DiaMetra Anti PR3 (c-ANCA) Elisa Kit

CLINICAL SIGNIFICANCE
Anti-neutrophilic-cytoplasm antibodies (ANCA) represents a group of autoantibodies directed towards the cytoplasmatic components of the neutrophilic granulocytes and monocytes. The classical methods for the determination of ANCA are the immunofluorescent methods. With these indirect immunofluorescence techniques two main patterns are recognized, a cytoplasmatic (c-ANCA) and a perinuclear (p-ANCA) type. The main antigen for the c-ANCA is the proteinase 3 (PR3), which is a serine proteinase present in primary granules. Antibodies of p-ANCA positive sera are mainly directed to myeloperoxidase (MPO). Antibodies to other antigens e.g. lactoferrin, elastase, cathepsin-G and also lysozyme often result in a similar p-ANCA pattern. Beside different untypical variants of p-ANCA IF patterns granulocyte specific antinuclear antibodies (GS-ANA) is indistinguishable from p-ANCA. This makes a clear interpretation and classification of the IF patterns difficult. Therefore every positive IF-ANCA findings esp. p-ANCA should be differenciated by ELISA techniques using purified antigens. A survey of documented clinical indications of specific ANCA is given in the table below. PR3- ANCA and MPO-ANCA are reliable serologic markers in the diagnostics of vasculitides.

PRINCIPLE
Anti PR3 (c-ANCA) ELISA Assay Kit is a test is based on the binding of the antibodies in the sample with human neutrophil proteinase 3 coated into the microplates. In the first step the antibodies in calibrators, controls or prediluted patient samples bind to the inner surface of the wells. After a 60 minutes incubation the microplate is washed with wash buffer for removing non-reactive serum components. In the second step an anti-human-IgG horseradish peroxidase conjugated solution recognizes the IgG class antibodies bound to the immobilized antigens. After a 30 minutes incubation any excess enzyme conjugate which is not specifically bound is washed away with the wash buffer. Then a chromogenic substrate solution containing TMB is dispensed into the wells. After 15 minutes of incubation the color development is stopped by adding the Stop Solution. The solution color change into yellow. The amount of color is directly proportional to the concentration of IgG antibodies present in the original sample. The concentration of IgG antibodies in the sample is calculated through a calibration curve.

PRECAUTIONS
Please adhere strictly to the sequence of pipetting steps provided in this protocol. The performance data represented here were obtained using specific reagents listed in this Instruction For Use.
All Anti PR3 (c-ANCA) ELISA Assay Kit reagents should be stored refrigerated at 2-8°C in their original container. Any exceptions are clearly indicated. The reagents are stable until the expiry date when stored and handled as indicated.
Allow all Anti PR3 (c-ANCA) ELISA Assay Kit components and specimens to reach room temperature (22-28°C) and mix well prior to use.
Do not interchange Anti PR3 (c-ANCA) ELISA Assay Kit components from different lots. The expiry date printed on box and vials labels must be observed. Do not use any kit component beyond their expiry date.
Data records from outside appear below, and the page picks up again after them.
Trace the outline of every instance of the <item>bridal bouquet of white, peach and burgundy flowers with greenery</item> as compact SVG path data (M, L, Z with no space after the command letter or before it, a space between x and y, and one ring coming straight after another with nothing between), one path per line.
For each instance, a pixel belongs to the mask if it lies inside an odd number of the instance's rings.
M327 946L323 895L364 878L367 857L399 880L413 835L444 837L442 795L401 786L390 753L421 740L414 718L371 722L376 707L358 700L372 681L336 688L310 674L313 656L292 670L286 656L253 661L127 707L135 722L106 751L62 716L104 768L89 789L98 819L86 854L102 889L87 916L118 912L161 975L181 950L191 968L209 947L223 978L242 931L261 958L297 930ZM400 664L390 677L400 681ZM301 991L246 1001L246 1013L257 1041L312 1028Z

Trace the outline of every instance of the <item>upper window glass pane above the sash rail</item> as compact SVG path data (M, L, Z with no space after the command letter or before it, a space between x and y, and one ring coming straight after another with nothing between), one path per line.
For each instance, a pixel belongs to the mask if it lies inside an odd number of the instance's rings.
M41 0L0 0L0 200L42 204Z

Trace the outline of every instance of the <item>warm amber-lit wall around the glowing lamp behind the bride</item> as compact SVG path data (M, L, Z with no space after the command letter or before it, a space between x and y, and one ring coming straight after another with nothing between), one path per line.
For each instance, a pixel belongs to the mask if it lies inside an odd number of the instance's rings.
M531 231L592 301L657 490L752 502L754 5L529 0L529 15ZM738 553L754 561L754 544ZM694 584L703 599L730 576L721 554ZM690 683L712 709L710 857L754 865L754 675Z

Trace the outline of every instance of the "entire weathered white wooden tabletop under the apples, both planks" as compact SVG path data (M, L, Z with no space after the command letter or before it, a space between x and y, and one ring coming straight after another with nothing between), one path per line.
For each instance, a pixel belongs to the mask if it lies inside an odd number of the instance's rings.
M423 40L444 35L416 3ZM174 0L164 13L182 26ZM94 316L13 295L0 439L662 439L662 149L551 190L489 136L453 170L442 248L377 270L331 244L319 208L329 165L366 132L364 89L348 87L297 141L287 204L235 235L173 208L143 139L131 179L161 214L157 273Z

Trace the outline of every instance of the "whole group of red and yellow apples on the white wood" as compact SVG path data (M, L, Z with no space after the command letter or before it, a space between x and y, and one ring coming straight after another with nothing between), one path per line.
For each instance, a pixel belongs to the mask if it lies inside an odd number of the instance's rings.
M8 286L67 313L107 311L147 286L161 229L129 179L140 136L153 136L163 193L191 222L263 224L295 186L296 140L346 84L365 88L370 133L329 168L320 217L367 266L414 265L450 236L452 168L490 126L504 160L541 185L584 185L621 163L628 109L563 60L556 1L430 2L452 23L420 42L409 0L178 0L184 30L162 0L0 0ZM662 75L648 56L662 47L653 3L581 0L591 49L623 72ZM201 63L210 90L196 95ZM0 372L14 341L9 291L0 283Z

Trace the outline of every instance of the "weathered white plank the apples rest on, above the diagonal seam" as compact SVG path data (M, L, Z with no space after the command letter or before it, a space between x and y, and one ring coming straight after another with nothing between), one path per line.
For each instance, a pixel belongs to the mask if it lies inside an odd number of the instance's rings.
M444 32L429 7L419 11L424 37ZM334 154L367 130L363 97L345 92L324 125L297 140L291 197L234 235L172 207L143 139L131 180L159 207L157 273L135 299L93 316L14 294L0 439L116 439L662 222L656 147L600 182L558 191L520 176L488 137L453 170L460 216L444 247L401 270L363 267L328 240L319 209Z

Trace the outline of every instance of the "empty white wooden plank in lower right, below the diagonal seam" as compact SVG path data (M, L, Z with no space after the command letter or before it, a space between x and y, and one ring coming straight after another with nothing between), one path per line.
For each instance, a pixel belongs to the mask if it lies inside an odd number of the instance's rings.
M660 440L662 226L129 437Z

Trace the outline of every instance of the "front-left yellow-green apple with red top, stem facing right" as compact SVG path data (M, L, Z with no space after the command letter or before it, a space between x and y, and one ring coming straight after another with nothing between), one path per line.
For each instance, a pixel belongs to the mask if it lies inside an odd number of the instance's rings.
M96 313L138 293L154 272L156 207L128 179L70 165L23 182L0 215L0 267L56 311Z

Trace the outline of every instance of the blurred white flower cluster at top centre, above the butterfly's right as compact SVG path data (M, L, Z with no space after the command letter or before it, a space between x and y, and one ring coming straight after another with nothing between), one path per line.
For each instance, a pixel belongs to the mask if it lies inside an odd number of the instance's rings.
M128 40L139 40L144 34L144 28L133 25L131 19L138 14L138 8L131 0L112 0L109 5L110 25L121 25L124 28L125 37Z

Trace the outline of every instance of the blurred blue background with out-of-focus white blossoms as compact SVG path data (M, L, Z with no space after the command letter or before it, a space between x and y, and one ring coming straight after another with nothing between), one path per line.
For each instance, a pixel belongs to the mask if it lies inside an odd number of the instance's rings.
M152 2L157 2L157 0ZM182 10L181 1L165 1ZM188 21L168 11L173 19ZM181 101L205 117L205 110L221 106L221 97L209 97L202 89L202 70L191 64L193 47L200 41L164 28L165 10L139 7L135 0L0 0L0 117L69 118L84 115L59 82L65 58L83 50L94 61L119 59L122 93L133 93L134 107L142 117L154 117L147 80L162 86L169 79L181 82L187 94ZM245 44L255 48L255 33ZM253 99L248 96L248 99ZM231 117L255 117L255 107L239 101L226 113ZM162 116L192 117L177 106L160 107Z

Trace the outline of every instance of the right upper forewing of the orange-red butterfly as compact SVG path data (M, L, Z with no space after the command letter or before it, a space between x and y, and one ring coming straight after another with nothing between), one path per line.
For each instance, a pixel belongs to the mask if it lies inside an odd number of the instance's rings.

All serum or plasma samples must be prediluted 1:100 with sample diluent; for example 10 μL of sample should be diluted with 990 μL of sample diluent. The Controls are ready to use.

LIMITATIONS OF PROCEDURE
The presence of immune complexes or other immunoglobulin aggregates in the patient sample may cause an increased level of non-specific binding and produce false positives in this assay.